Making that case, of course, can be a balancing act, the challenge being how to position Mr. McCain as the candidate who will keep people safe without seeming to be baldly exploiting people’s fears — a balance that has not always been struck in recent political campaigns. The Obama campaign struck back hard, questioning the premise that the Republicans who favored invading Iraq have expertise in fighting terrorism and labeling Mr. Black’s remark as part of a “cynical and divisive brand of politics.”

“The fact that John McCain’s top adviser says that a terrorist attack on American soil would be a ‘big advantage’ for their political campaign is a complete disgrace and is exactly the kind of politics that needs to change,” Bill Burton, a spokesman for Senator Barack Obama, said in a statement. “Barack Obama will turn the page on these failed policies and this cynical and divisive brand of politics so that we can unite this nation around a common purpose to finish the fight against al Qaeda.”

The controversy erupted Monday, when Fortune magazine ran an article about Mr. McCain in which Mr. Black was quoted as saying that the assassination of Benazir Bhutto in December was an “unfortunate event” which helped the campaign in New Hampshire because “it reemphasized that this is the guy who’s ready to be commander-in-chief.” The magazine added that when it asked Mr. Black about the effect of another domestic terror attack, he conceded “with startling candor” that it would help Mr. McCain, quoting him as saying, “Certainly it would be a big advantage to him.”

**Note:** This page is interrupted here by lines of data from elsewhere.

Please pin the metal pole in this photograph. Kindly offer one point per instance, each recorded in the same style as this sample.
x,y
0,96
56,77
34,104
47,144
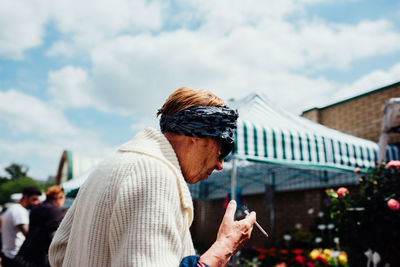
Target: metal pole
x,y
272,204
233,179
233,196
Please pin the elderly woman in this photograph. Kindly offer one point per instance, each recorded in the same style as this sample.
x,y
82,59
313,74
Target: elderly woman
x,y
43,222
135,208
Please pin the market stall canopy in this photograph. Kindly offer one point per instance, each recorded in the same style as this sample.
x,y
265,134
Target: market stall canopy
x,y
268,133
275,147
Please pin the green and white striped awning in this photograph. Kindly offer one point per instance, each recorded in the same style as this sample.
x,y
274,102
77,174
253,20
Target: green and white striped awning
x,y
267,133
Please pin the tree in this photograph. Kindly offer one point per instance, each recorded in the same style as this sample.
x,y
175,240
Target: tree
x,y
15,186
17,170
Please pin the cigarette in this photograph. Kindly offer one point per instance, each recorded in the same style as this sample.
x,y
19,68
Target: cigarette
x,y
258,226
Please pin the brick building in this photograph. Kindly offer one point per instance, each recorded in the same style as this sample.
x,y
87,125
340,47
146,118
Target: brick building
x,y
360,115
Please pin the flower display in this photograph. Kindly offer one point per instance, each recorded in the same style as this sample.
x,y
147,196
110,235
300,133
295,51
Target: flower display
x,y
393,204
342,192
367,216
342,258
393,164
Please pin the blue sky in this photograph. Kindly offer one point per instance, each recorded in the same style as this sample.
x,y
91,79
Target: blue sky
x,y
87,75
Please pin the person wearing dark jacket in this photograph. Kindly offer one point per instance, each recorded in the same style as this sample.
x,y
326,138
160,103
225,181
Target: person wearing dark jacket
x,y
43,222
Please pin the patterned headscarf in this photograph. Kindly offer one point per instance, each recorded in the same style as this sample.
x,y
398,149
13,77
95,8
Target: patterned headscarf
x,y
218,122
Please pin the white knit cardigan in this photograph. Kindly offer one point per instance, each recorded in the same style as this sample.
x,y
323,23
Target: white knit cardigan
x,y
135,209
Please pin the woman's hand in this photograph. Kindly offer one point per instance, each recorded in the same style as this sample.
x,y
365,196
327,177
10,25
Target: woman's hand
x,y
232,235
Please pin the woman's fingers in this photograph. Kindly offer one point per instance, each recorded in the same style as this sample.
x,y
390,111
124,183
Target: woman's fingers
x,y
230,211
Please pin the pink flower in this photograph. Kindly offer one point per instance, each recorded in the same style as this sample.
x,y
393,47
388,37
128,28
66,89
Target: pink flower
x,y
393,164
342,192
393,204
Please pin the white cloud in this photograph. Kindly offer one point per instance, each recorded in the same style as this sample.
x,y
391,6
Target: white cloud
x,y
97,20
29,115
21,26
373,80
70,86
36,134
43,157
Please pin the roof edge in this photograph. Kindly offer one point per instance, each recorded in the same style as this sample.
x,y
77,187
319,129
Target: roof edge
x,y
352,98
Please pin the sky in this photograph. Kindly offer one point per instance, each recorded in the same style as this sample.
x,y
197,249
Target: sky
x,y
87,75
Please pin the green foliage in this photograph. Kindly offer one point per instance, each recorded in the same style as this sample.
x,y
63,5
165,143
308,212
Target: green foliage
x,y
364,221
15,186
16,171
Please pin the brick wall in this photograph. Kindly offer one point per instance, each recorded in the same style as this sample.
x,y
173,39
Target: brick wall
x,y
360,116
291,208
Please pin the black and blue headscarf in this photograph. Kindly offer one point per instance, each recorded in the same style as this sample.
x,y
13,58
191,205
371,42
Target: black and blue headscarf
x,y
218,122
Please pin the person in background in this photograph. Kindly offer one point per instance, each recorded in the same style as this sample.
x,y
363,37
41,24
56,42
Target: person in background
x,y
135,208
43,223
15,225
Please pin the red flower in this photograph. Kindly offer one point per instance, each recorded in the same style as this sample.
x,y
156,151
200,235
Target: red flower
x,y
321,260
299,259
297,251
393,164
342,192
393,204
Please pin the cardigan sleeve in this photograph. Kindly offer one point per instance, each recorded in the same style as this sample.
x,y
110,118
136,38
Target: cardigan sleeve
x,y
147,221
192,261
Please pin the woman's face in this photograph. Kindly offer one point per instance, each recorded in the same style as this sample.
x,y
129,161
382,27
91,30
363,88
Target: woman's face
x,y
201,159
60,201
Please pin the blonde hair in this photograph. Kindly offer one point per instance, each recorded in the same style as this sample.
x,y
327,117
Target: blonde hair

The McCain campaign was hardly the only one to use the assassination of Ms. Bhutto during the New Hampshire primary to try to turn the public’s attention to terrorism. Rudolph W. Giuliani ran an advertisement during the primary with footage of the recently assassinated Ms. Bhutto. “A nuclear power in chaos,” the announcer intoned. ”Madmen bent on creating it. Leaders assassinated. Democracy attacked. And Osama bin Laden still making threats. In a world where the next crisis is a moment away, America needs a leader who’s ready.” Mr. Giuliani finished fourth in New Hampshire.

In recent days, the McCain campaign has been speaking more starkly about terrorism in trying to frame its general election debate against Mr. Obama.

Mr. McCain often tries on the stump to paint Mr. Obama as inexperienced or lacking understanding of the threats facing the nation. But the language has grown stronger since the Supreme Court ruled this month that the detainees at Guantánamo Bay have habeas corpus rights, a decision Mr. Obama praised while Mr. McCain opposed.

Randy Scheunemann, the McCain campaign’s top foreign policy and national security adviser, charged in a conference call with reporters that Mr. Obama was displaying a ”Sept. 10 mindset” about how best to fight terrorism — a comment that echoed President Bush’s attacks on Senator John Kerry during the 2004 election.

Mr. Scheunemann predicted — accurately — that the Democrats would bemoan his remarks as a return to what has become known as “the politics of fear.”

The Democrats have seemed to welcome the debate this year, both on policy and politics. They have been countering that by embracing the Iraq war, Mr. McCain and the Republicans took their eye off the real terrorist threat: Al Qaeda. Mr. Obama said that the Republicans lack standing to criticize him on terrorism. “These are the same guys who helped to engineer the distraction of the war in Iraq at a time when we could’ve pinned down the people who actually committed 9/11,” he said recently.

And it was politically telling that on Tuesday — after many of the morning television news shows dwelled on the controversy over Mr. Black’s remarks, some with slow-motion footage of Mr. Black walking down the stairs as he exited the McCain campaign plane — that it was the Democrats who sought to keep the issue alive.

The Obama campaign had a conference call Tuesday with Richard Ben-Veniste, a member of the Sept. 11 Commission, who said, “I think the remarks were so out of place that they call for some recalibration in the thinking and perhaps a greater adherence to principle here in staying away from the politics of fear.”